If you don't know what a 401k is, it's essentially a savings plan that is used to help someone prepare for retirement. As money is regularly taken out of one's pay, it is then pooled into a separate account that can be used once retirement is reached. You might know the importance of saving, but did you know that there are other ways to get the most out of your 401k? Here are 4 tips, offered by Bob Jain, to help you do so.
Robert Jain, as well as other authorities on finance, will tell you that your raises matter. If you receive an increase in pay at your job, it's the perfect opportunity to increase how much you contribute to your 401k every week or two weeks. The more that you contribute, the earlier that you can retire. While you don't have to dedicate the entirety of your raise to your 401k, increasing the amount saved to any degree pays off.

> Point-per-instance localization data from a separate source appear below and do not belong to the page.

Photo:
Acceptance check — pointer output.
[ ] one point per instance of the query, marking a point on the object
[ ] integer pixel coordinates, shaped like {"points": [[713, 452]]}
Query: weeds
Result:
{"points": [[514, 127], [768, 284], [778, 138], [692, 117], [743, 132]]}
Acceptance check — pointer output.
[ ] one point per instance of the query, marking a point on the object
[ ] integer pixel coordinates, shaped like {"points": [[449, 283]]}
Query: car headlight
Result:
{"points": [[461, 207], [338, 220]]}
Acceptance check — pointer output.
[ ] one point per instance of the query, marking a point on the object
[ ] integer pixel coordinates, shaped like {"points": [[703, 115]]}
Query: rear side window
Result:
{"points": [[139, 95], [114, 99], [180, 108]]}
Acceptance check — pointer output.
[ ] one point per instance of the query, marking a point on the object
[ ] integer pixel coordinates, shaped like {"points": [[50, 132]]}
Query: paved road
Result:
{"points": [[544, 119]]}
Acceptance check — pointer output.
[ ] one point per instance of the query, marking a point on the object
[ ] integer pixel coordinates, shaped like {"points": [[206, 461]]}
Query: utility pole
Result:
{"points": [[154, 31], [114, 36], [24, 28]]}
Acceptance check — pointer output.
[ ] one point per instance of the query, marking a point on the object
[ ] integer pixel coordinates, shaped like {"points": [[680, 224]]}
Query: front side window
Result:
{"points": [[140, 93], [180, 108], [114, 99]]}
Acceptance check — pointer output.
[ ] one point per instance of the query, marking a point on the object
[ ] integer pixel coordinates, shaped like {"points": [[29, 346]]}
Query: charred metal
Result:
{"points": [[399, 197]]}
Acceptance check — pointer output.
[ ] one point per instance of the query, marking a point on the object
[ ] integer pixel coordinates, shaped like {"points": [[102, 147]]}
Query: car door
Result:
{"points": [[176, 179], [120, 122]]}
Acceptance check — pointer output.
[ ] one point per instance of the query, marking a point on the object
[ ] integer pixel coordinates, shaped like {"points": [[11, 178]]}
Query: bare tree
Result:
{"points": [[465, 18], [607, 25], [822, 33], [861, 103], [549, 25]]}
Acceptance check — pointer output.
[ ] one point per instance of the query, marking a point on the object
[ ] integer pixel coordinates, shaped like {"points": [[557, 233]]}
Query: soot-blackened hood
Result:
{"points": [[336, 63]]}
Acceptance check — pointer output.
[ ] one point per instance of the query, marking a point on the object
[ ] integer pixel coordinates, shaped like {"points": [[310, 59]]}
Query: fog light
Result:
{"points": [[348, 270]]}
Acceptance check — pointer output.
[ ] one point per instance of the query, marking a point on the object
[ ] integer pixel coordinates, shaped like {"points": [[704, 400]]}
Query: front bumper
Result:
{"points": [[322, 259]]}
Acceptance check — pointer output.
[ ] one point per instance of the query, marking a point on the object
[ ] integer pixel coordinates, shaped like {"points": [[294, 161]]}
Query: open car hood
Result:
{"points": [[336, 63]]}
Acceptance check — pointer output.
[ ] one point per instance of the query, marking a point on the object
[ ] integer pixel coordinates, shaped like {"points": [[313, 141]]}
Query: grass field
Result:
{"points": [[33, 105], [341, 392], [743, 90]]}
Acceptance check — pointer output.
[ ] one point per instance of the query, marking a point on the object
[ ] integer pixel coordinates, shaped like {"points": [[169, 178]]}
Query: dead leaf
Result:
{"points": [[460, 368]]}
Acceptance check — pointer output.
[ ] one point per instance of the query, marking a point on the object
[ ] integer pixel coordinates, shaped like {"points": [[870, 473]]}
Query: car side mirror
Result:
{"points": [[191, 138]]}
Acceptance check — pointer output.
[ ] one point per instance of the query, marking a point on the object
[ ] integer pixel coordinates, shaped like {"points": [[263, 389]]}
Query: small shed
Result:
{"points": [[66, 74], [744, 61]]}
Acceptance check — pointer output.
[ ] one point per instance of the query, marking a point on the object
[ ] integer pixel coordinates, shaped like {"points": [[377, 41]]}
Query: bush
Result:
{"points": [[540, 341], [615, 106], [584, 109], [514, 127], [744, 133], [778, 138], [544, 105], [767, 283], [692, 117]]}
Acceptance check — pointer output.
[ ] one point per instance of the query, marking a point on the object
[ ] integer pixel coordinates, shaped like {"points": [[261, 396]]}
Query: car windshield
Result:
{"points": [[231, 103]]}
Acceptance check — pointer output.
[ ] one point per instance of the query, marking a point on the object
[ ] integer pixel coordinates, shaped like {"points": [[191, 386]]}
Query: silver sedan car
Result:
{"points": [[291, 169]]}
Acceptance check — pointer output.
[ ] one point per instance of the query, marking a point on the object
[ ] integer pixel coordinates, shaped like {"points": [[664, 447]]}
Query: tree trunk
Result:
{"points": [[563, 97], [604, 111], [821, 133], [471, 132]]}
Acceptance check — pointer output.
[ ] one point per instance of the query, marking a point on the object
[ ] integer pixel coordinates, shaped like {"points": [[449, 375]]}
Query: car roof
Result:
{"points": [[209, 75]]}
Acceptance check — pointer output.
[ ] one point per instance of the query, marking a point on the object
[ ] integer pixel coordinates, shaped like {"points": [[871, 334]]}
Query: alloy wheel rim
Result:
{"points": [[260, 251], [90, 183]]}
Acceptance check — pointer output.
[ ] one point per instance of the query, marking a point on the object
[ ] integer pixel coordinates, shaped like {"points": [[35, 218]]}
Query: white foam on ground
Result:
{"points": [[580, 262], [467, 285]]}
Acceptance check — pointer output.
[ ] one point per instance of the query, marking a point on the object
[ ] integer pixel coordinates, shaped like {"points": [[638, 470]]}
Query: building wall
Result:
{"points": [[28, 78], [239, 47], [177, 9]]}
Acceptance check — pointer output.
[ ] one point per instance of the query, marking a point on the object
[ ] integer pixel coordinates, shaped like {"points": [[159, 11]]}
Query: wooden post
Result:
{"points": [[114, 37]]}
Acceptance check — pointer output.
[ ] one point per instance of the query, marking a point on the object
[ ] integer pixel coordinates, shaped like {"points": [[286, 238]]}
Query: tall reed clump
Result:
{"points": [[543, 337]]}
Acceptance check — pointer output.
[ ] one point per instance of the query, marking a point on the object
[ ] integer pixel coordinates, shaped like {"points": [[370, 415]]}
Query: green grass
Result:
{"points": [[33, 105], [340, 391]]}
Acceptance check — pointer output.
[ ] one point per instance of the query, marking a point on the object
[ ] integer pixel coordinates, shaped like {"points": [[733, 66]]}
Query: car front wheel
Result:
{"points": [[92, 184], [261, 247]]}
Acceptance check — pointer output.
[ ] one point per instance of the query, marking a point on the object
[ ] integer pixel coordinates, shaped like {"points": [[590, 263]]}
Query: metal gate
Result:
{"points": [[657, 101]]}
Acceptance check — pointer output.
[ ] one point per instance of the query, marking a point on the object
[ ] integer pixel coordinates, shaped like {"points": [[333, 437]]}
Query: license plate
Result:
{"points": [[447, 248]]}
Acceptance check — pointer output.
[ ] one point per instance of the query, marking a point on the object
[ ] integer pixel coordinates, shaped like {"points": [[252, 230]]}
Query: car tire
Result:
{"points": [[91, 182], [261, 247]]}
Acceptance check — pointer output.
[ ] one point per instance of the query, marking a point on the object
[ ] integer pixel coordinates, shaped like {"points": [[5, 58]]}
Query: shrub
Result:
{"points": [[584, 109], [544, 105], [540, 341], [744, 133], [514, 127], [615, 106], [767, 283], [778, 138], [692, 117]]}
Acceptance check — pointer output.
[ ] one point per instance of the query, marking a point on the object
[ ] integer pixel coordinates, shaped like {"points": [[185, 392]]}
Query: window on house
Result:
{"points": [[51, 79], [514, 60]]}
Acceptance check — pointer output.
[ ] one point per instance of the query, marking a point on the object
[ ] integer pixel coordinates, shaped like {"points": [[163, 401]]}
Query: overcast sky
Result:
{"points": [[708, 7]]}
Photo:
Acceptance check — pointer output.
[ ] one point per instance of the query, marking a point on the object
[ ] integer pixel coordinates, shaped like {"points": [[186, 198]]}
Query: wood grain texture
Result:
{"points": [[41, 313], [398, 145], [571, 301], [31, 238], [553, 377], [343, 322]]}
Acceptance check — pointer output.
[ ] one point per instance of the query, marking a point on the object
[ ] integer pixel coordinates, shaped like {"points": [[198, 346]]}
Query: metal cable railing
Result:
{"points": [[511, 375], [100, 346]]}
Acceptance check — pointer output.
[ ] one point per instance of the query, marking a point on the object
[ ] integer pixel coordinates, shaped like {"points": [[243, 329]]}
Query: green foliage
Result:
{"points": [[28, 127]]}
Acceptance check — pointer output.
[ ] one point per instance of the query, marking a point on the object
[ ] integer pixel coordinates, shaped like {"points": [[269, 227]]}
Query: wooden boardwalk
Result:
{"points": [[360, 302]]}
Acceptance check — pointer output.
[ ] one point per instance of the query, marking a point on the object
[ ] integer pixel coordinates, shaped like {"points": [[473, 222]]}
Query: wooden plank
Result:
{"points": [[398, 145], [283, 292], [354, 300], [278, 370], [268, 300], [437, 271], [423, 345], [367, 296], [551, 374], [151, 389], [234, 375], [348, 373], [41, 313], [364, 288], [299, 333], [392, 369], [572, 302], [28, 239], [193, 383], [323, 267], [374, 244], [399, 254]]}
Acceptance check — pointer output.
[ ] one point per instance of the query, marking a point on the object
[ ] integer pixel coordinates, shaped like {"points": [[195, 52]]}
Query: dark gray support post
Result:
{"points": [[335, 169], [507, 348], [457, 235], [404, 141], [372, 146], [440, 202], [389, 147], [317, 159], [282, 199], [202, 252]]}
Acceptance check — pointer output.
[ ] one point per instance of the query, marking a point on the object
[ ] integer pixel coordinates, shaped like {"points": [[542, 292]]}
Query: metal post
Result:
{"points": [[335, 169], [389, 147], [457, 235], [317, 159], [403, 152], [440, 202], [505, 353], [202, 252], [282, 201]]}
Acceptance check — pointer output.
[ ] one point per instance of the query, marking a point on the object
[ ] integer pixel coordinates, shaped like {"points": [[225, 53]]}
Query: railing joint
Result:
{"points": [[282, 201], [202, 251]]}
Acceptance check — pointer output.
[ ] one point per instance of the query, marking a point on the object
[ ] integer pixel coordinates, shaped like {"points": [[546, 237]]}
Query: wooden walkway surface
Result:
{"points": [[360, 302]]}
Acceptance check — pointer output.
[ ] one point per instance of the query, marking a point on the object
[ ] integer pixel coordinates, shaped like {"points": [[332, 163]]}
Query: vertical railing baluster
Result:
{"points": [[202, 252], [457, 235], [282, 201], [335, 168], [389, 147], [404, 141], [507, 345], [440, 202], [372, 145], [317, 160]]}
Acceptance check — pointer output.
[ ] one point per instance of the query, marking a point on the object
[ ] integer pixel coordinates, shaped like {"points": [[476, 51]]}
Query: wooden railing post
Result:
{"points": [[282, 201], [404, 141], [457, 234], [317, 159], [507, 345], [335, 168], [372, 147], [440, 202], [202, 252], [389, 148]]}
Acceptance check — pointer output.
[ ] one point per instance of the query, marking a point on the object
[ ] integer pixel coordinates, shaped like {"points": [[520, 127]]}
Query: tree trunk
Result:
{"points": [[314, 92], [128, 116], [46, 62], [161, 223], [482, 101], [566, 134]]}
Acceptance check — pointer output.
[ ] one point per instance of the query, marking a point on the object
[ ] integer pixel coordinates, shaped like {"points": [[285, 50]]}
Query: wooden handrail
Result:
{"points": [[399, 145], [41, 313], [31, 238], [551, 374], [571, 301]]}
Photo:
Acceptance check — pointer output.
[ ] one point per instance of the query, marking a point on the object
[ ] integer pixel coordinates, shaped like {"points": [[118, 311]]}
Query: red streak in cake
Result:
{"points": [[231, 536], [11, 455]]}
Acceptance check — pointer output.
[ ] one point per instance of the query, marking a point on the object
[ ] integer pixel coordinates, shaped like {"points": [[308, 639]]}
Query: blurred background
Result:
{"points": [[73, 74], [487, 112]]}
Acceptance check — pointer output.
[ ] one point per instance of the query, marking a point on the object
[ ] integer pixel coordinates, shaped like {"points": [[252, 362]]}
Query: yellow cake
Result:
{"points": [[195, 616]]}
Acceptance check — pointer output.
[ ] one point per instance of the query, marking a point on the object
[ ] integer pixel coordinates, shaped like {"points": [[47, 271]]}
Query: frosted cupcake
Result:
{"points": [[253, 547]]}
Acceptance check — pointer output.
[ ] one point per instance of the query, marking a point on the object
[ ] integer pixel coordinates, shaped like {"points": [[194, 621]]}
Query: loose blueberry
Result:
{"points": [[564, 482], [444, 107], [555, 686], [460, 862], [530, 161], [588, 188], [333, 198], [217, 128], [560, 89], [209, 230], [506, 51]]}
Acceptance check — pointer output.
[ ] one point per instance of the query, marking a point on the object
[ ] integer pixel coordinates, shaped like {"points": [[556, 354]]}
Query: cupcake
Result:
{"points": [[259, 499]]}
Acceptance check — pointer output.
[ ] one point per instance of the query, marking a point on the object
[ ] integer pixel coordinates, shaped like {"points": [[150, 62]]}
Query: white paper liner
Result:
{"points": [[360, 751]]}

Next, consult your employer to see if they can match your contribution. Believe it or not, there are many places of work that match the amount that their workers save toward their 401k plans. What this means is that, depending on how much you put into your account, your employer will be able to match it. This is free money, in a sense, and it all but ensures that you get to retire sooner than you previously anticipated.
You should also resist dipping into the money in your 401k plan, as it can have many negative consequences. First, you will be penalized for taking money out, meaning that you'll have to make a payment on top of what you've withdrawn. Second, you will reduce progress made from a retirement saving standpoint. While it's understandable that someone may fall on hard financial times, taking money out of the 401k is an absolute last resort.
Lastly, if you are truly focused on getting the most out of your 401k plan, make it a point to review your progress at the end of the year. This will give you the opportunity to evaluate the progress you've made, not to mention implement any changes that you see fit. These could relate to savings, meaning that you might increase or decrease them depending on your financial situation in general. Whatever your goals entail, a review session at the end of the year is recommended.
Robert Jain, as well as other authorities on finance, will tell you that your raises matter. If you receive an increase in pay at your job, it's the perfect opportunity to increase how much you contribute to your 401k every week or two weeks. The more that you contribute, the earlier that you can retire. While you don't have to dedicate the entirety of your raise to your 401k, increasing the amount saved to any degree pays off.
Next, consult your employer to see if they can match your contribution. Believe it or not, there are many places of work that match the amount that their workers save toward their 401k plans. What this means is that, depending on how much you put into your account, your employer will be able to match it. This is free money, in a sense, and it all but ensures that you get to retire sooner than you previously anticipated.
You should also resist dipping into the money in your 401k plan, as it can have many negative consequences. First, you will be penalized for taking money out, meaning that you'll have to make a payment on top of what you've withdrawn. Second, you will reduce progress made from a retirement saving standpoint. While it's understandable that someone may fall on hard financial times, taking money out of the 401k is an absolute last resort.
Lastly, if you are truly focused on getting the most out of your 401k plan, make it a point to review your progress at the end of the year. This will give you the opportunity to evaluate the progress you've made, not to mention implement any changes that you see fit. These could relate to savings, meaning that you might increase or decrease them depending on your financial situation in general. Whatever your goals entail, a review session at the end of the year is recommended.